Romina Lorenzo, la directora de la residencia, fue quien lo convenció de que se interne en el Hospital Milstein. También quien lo acompañó cuando le dieron ganas de llorar. “Hoy soy muy sentimental”, dice de sí mismo. “Es que el grupo de profesionales que cuida a cada uno de los internos e internas apunta a la excelencia”, dice Romina. 

El trabajo en equipo es fundamental para que se generen historias como la de Pérez. “Sin ellos, nada de lo que hacemos sería posible”, agrega.

Su hija tiene 23 años y cuando piensa en ella Luis teme que se repita la historia que tuvo con su padre.
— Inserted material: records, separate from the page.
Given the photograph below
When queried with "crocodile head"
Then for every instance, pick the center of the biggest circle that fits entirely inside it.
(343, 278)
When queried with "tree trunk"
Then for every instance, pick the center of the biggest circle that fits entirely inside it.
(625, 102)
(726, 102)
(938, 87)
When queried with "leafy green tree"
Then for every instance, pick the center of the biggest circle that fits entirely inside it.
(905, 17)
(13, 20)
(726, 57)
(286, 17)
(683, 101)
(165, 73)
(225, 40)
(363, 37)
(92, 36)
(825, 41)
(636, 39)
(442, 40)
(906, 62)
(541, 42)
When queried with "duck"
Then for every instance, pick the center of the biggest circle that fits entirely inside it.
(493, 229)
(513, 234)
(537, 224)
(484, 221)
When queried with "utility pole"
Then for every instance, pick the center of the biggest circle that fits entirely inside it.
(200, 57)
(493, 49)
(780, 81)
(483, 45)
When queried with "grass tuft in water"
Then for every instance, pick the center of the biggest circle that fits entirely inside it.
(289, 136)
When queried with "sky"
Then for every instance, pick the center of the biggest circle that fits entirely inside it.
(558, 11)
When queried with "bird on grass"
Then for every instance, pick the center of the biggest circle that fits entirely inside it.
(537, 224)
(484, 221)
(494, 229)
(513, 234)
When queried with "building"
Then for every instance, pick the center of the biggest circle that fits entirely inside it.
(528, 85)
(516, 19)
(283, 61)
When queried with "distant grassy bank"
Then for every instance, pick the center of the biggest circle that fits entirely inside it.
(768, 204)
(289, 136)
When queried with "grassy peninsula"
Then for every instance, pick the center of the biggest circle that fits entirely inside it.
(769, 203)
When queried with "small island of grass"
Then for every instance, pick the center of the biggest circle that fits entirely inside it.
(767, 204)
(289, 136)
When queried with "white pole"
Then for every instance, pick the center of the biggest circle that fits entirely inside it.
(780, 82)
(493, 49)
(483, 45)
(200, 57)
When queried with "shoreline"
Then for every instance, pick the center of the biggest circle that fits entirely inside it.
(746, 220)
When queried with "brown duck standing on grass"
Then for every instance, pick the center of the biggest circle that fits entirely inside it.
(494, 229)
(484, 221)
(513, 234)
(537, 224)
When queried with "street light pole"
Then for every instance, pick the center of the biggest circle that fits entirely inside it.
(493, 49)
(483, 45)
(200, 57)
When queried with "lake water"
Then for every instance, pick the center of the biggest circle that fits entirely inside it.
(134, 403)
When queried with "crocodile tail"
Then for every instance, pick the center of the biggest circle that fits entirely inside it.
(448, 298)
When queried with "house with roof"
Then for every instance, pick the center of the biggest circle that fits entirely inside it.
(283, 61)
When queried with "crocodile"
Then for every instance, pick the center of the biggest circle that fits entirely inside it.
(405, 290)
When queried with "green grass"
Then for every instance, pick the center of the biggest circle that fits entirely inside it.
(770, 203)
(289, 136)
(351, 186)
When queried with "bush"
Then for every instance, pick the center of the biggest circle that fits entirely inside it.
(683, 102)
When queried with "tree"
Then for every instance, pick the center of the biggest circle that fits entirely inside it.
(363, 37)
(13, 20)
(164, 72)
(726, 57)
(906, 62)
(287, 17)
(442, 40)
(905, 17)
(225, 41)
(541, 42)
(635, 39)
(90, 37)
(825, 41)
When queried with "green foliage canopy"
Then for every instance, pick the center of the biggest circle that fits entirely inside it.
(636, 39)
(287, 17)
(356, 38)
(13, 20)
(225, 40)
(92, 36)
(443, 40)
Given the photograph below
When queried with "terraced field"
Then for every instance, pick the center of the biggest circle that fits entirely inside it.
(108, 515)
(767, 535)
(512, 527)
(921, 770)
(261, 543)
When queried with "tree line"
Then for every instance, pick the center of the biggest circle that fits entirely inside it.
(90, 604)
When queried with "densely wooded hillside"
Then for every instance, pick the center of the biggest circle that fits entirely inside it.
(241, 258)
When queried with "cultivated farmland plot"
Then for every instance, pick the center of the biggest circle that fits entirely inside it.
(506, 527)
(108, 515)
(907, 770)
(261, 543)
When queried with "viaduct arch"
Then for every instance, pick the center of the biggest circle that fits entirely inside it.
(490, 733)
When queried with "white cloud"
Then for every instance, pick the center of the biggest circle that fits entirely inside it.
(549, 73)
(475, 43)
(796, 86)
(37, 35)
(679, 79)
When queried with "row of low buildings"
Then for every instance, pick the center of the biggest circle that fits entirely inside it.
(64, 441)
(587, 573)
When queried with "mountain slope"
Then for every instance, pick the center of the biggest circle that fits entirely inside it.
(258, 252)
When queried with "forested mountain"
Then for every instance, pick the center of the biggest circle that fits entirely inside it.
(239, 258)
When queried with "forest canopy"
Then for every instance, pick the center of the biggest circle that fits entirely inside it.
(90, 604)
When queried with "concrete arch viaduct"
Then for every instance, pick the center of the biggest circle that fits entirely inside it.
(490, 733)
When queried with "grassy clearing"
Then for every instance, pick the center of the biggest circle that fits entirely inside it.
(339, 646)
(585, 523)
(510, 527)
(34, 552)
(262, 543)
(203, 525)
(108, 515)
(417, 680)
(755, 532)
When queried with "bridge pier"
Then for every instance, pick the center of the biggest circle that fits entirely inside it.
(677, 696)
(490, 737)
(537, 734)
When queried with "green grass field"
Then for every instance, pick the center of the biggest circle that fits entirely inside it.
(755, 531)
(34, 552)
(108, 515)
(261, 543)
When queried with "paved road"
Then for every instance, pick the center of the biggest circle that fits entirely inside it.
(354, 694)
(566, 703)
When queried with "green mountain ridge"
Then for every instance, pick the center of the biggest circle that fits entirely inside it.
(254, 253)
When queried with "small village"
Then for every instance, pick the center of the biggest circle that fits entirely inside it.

No lo conoció y jamás quiso saber qué fue de su vida. “No, no, no”, responde para sacarse de encima esa sombra. Lo criaron, dice con orgullo, su mamá y su abuela. Pero hoy es distinto. El futuro cumpleañero ya pudo disfrutar de dos visitas cuidadas de su hija en lo que va de la cuarentena.

“Cuando me sacaron de acá, del hogar, mi dolor más grande, siendo un viejo, era no ver más a Daniela. Lloré como llora cualquier ser humano”, reconoce. Para sobrellevar el momento se aferró a Romina. Ella fue indispensable, además, para que aprenda a sociabilizar. Por Romina aprendió a pedir perdón, a no querer imponer sus ideas por sobre las del resto y a moldear el carácter. “Aprendí a convivir”, resume. “Esta es mi casa”.

El lunes, anticipa, no quiere torta ni 83 velitas. A lo sumo, el mate de cada mañana. Y si hay unas galletitas Bagley, mejor. “Terrabusi, nunca”.